Ok, so I've made a SPA using React and React-Router and have pushed it to github pages, but none of the routes I have written work when I refresh or click back in my browser. I had the same problem when I was serving the page locally, but then followed along to this SO answer and made a server.js file which provided a redirect to my static HTML page at each route. Here is what the file looks like:
"use strict";
let express = require('express');
let path = require('path');
let app = express();
app.use(express.static('public'));
app.get('/contact', function(req, res){
res.sendFile('public/index.html', { root: __dirname });
})
app.get('/about', function(req, res){
res.sendFile('public/index.html', { root: __dirname });
})
app.get('*', function(req, res){
res.sendFile('public/index.html', { root: __dirname });
})
app.listen(8080, function(){
console.log('Listening on port 8080!')
})
Now, my problem is that when I push the project to github pages all of that logic is ignored, github's routing takes over and I have the same problem of not being able to refresh or go straight to /contact
or /about
. I know it seems like an obvious problem to run into, since github pages is designed to only host static sites, but I've seen people hinting towards other ways of creating a static page for each route, such as the answer in this reddit post, but I have no idea how to do that.
I should also mention that because I already have a site at user-name.github.io
, so this site is being hosted at user-name.github.io/projects
, making that my /
route. I have no idea if this makes any difference, I just thought I should mention it.
I think I've pretty much exhausted every option to try and successfully host this on gh-pages and I know there are projects like Single Page Apps for GitHub Pages to try and fix this issue but, I just wanted to see if anyone out there has had any luck doing this before resorting to that.

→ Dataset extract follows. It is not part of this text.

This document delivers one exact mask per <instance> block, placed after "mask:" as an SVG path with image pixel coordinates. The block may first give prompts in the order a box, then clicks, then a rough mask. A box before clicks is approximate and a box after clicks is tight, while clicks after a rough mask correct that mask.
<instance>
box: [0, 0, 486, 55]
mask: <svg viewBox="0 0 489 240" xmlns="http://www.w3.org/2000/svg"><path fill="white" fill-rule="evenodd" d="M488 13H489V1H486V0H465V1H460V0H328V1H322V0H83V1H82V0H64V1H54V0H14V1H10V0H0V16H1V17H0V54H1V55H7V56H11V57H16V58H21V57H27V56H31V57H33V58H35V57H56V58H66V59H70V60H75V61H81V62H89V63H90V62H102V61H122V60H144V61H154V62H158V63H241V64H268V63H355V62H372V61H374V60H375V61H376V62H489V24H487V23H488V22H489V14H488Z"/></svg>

FYI, here is my app.js (containing routing logic):
import React, {Component} from 'react';
import {render} from 'react-dom';
import {Router, Route, browserHistory, IndexRoute} from 'react-router';
//Import custom components
import About from '../components/about.js';
import Contact from '../components/contact.js';
import Sidebar from '../components/sidebar.js';
import Imagelist from '../components/image-list.js';
render(
<Router history={browserHistory}>
<Route path="/" component={Sidebar}>
<IndexRoute component={Imagelist}/>
<Route path="/about" component={About}/>
<Route path="/contact" component={Contact}/>
</Route>
</Router>,
document.getElementById('content')
);
Any help with this would be much appreciated & happy to include more code if helpful.

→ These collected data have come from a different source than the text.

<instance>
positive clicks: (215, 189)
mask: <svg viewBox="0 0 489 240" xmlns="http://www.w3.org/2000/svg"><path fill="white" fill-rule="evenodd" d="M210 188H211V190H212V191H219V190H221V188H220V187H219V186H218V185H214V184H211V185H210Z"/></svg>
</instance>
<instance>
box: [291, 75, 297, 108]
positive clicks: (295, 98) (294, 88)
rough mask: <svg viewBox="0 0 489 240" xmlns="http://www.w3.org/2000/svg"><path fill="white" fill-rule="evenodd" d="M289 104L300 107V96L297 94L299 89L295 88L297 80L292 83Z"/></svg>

I think you need to change your browserHistory to a hashHistory.. so you can use it with gh... it changes path from /home to #/home
If you are using create-react-app (I haven't tested this in any other environment) you can use browserRouter
, you will need to pass a basename
prop to the component with this env variable: process.env.PUBLIC_URL
.
Your router should now look like this:
<BrowserRouter basename={process.env.PUBLIC_URL}>
{/* routes */}
</BrowserRouter>
For more info you can checkout this Github thread
Use process.env.PUBLIC_URL in your route definitions so that they work both in development and after deployment. For example: . This will be empty in development and ... (inferred from homepage) in production.

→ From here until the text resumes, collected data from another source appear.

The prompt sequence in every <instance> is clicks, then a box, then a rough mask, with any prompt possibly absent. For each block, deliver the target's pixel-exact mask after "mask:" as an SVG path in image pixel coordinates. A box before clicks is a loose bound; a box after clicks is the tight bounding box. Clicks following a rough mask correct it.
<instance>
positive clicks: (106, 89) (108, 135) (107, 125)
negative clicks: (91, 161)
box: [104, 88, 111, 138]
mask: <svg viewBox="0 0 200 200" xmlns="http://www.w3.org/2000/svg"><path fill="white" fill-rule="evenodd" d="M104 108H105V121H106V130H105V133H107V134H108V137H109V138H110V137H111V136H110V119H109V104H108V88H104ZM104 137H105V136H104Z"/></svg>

Aside from using hashHistory
as suggested in the accepted answer, there is another workaround. Look here.
Basically, you create a spoof 404.html
file which has a script that converts the requested path into the query string & redirects the browser to the index page with the query string attached to the URL. After the index file is loaded, the original path is restored from the query string & ReactRouter
picks up the changes.
A neat solution, but not production-ready, either.